FLS Form 4: Wilson Kirk sells 10,000 shares at ~$52.58
Rhea-AI Filing Summary
Wilson Kirk, an officer (President, FCD) of Flowserve Corporation, sold 10,000 shares of Flowserve common stock on 08/08/2025 at a weighted average price of $52.58 (reported trades ranged $52.56–$52.62). After the sale he beneficially owns 47,196 shares, and the Form 4 filing offers to provide a full breakdown of the number of shares sold at each price within the stated range.
The filing reports only a non-derivative sale by a reporting officer and includes no derivative transactions or amendments; the disclosure is procedural and documents the reduction in direct beneficial ownership.
Positive
- Timely Section 16 disclosure of the insider sale via a Form 4
- Detailed price disclosure including weighted average of $52.58 and range $52.56–$52.62
- Offer of full transaction breakdown signals additional transparency on request
- No derivative securities reported in this filing
Negative
- Officer sale of 10,000 shares reduced direct beneficial ownership to 47,196 shares
- Reduction in direct ownership is documented (potentially relevant to some investors)
Insights
Insider sale of 10,000 shares disclosed; routine disclosure with limited immediate market impact given remaining direct ownership.
The Form 4 reports a direct sale of 10,000 common shares at a weighted average price of $52.58 (range $52.56–$52.62), leaving the reporting officer with 47,196 shares beneficially owned. There are no derivative transactions reported. From a financial perspective this is a clear, single-class sale disclosure: it documents insider liquidity but does not itself provide information about company performance or material corporate events.
Form 4 shows timely, standard insider reporting and an explicit offer to supply transaction-level details, reflecting transparency.
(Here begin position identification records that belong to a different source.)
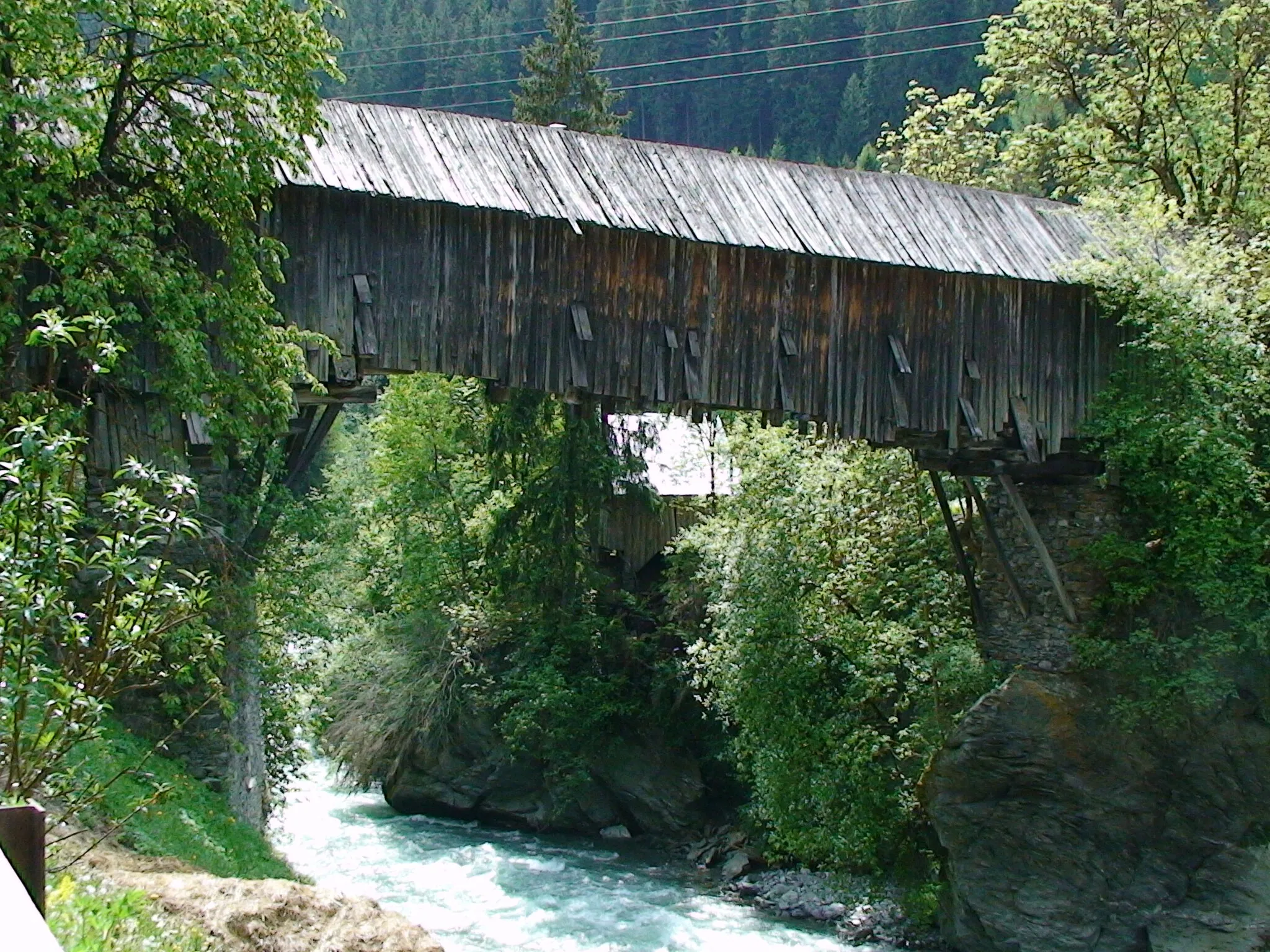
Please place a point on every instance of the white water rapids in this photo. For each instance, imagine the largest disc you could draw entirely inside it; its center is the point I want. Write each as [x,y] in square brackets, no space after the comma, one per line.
[484,890]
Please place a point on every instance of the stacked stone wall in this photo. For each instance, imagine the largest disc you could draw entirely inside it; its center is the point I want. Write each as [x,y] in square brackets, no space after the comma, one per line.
[1068,517]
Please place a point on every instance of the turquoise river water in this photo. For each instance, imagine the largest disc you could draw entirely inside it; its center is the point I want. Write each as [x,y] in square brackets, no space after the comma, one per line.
[486,890]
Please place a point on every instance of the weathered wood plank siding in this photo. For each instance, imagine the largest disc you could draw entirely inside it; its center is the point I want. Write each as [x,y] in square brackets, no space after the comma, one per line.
[486,294]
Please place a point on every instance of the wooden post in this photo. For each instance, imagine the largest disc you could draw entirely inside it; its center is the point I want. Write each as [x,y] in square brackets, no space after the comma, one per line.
[296,478]
[22,838]
[1039,545]
[963,560]
[991,532]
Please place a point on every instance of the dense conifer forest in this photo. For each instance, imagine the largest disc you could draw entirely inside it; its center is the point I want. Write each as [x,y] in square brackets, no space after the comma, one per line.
[768,97]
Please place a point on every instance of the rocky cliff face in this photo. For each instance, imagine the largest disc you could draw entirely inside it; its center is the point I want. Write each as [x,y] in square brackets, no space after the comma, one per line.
[639,783]
[1066,832]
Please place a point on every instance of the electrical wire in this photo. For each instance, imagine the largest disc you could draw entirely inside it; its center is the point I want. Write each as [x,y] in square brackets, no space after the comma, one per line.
[685,60]
[789,46]
[602,23]
[723,75]
[619,40]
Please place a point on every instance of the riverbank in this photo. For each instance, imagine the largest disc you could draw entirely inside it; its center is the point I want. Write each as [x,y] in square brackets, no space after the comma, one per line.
[161,863]
[257,915]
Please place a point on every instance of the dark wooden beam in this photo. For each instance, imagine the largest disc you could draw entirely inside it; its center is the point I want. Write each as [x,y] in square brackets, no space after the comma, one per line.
[963,560]
[1039,545]
[298,477]
[990,530]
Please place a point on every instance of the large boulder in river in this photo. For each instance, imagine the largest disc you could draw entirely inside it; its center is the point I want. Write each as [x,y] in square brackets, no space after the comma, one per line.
[471,775]
[1066,832]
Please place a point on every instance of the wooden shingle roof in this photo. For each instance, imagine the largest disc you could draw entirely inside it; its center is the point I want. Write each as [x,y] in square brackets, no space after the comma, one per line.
[690,193]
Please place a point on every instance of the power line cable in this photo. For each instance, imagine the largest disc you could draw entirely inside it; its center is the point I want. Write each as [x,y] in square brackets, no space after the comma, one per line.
[619,40]
[732,75]
[788,46]
[603,23]
[685,60]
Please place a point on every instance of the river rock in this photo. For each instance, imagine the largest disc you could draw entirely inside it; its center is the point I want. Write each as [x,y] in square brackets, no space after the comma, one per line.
[1067,833]
[641,783]
[735,865]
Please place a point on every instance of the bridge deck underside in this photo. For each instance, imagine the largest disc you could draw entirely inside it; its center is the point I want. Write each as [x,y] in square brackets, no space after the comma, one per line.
[886,353]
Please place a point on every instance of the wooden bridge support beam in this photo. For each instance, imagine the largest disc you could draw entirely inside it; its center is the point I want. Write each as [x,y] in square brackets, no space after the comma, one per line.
[1016,500]
[963,560]
[990,530]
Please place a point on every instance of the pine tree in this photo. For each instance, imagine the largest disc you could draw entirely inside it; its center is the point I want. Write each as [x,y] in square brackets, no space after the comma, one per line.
[559,86]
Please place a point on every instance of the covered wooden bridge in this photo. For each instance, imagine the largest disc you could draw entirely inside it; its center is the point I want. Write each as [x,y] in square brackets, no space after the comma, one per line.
[886,307]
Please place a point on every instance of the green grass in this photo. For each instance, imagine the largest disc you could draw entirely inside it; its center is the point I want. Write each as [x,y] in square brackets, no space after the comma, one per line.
[88,917]
[190,822]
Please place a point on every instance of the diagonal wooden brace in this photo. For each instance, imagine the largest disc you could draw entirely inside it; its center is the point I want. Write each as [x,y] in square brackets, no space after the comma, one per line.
[963,560]
[991,531]
[1039,545]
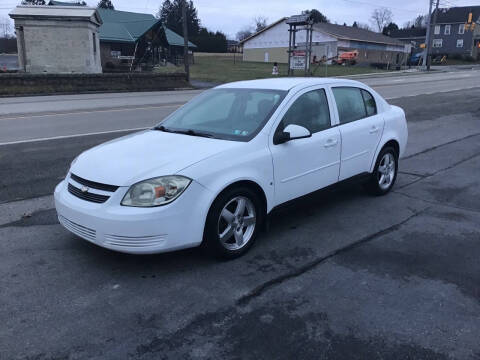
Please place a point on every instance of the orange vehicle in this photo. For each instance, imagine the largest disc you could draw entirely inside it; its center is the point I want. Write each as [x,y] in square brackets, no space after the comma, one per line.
[347,58]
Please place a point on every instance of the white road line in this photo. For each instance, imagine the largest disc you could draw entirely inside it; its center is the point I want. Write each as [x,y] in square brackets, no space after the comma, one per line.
[92,111]
[71,136]
[433,92]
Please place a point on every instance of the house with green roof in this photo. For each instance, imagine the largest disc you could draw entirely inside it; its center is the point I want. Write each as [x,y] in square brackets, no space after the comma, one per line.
[127,36]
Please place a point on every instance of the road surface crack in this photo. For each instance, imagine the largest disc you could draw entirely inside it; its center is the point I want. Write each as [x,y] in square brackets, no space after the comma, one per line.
[439,146]
[262,288]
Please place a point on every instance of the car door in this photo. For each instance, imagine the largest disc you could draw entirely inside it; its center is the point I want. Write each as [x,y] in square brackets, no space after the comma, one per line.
[361,129]
[304,165]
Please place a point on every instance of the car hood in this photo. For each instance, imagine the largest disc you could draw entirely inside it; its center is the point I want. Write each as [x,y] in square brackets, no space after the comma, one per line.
[136,157]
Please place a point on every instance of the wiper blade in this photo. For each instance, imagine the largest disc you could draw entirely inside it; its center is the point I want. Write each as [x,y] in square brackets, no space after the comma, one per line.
[184,132]
[195,133]
[162,128]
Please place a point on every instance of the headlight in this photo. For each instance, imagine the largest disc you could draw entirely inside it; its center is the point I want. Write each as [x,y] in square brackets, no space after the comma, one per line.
[71,164]
[155,192]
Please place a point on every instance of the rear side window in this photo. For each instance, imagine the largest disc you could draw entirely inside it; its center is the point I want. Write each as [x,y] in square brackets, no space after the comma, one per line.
[350,104]
[310,110]
[370,104]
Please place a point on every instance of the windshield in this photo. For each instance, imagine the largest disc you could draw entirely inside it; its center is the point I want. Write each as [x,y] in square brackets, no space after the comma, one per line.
[232,114]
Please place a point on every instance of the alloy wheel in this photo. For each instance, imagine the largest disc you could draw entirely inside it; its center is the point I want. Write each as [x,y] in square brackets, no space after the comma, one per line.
[386,171]
[236,223]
The filing identifies the reporting person as Wilson Kirk (Officer, President FCD) and discloses the precise weighted average sale price plus the price range, with an offer to provide further breakdown on request. The signature is executed by an attorney-in-fact, and no amendments or derivative positions are reported. Procedurally, this adheres to Section 16 reporting requirements and increases disclosure clarity for shareholders.